I joined up in Jan 2022.
Since returning to school properly, I had faced a difficult time with SLT, still not feeling well, this totally overwhelmed me and I went off sick.
The Adventures After Teaching group really supported me during this time and I started to heal.
Something that Jo said, was that ‘I have done my time, I have helped all those children and that it is ok for me to leave now’. This really resonated with me and reframed how I thought about leaving.
There is a grieving process, it is true and I still feel a bit sad at times that I just don’t hear from some of the colleagues that I thought were good friends. But then I remind myself, that I never had any time for anything when I was teaching either!
My New Role
I now have a job teaching adults; entrepreneurs, business owners, marketers and apprentices, about digital marketing skills and website building.

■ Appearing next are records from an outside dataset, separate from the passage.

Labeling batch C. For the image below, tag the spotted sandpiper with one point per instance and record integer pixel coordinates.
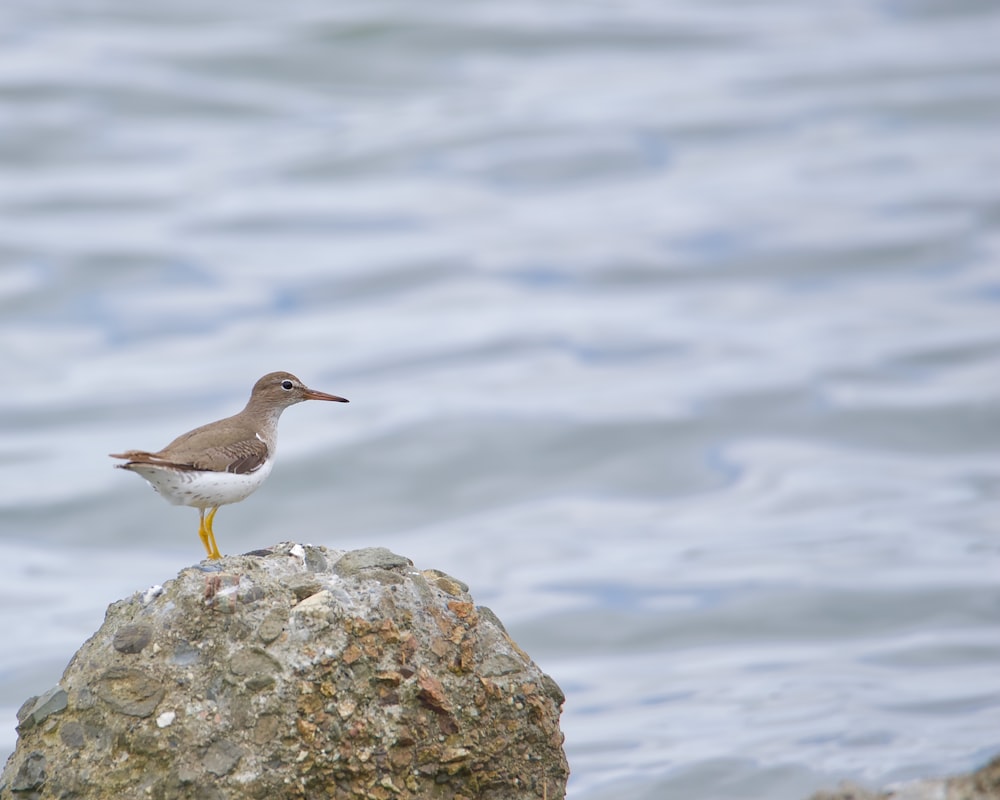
(225, 461)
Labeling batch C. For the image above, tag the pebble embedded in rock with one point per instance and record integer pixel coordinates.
(343, 675)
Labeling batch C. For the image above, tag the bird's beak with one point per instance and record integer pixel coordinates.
(312, 394)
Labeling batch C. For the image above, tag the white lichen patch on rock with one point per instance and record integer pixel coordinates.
(298, 672)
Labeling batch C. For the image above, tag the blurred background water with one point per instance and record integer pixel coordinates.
(672, 328)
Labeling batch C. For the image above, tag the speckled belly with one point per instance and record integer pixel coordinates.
(202, 489)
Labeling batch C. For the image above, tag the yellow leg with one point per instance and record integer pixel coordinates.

I teach online, from home. I start at 9.15am, so I get to take my kids to school every day. My little daughter and I sit in the car for 30mins reading every morning (I love this). When I finish in the evening, I shut my computer and do nothing else. I don’t work at weekends and when I do work a bit late, I accrue TOIL.
My TOIL allowed me to take a day off a week over the summer holidays!!
I don’t have to stress when there is an INSET day and my kids are home. I don’t have to stress (really) in the holidays, as I am at home. I can work from anywhere, so take my kids away in the holidays to visit families and friends and can work from there. I get to watch all my daughters’ award assemblies, harvest festivals, sports days, surf comps, you name it. Life is SO much more flexible.
I know that I don’t want to do this job forever, my health issues are ongoing (think I had early covid), but it is great for now, my confidence has grown and as Jo says, ‘it doesn’t need to be your forever job, it is just your next job’.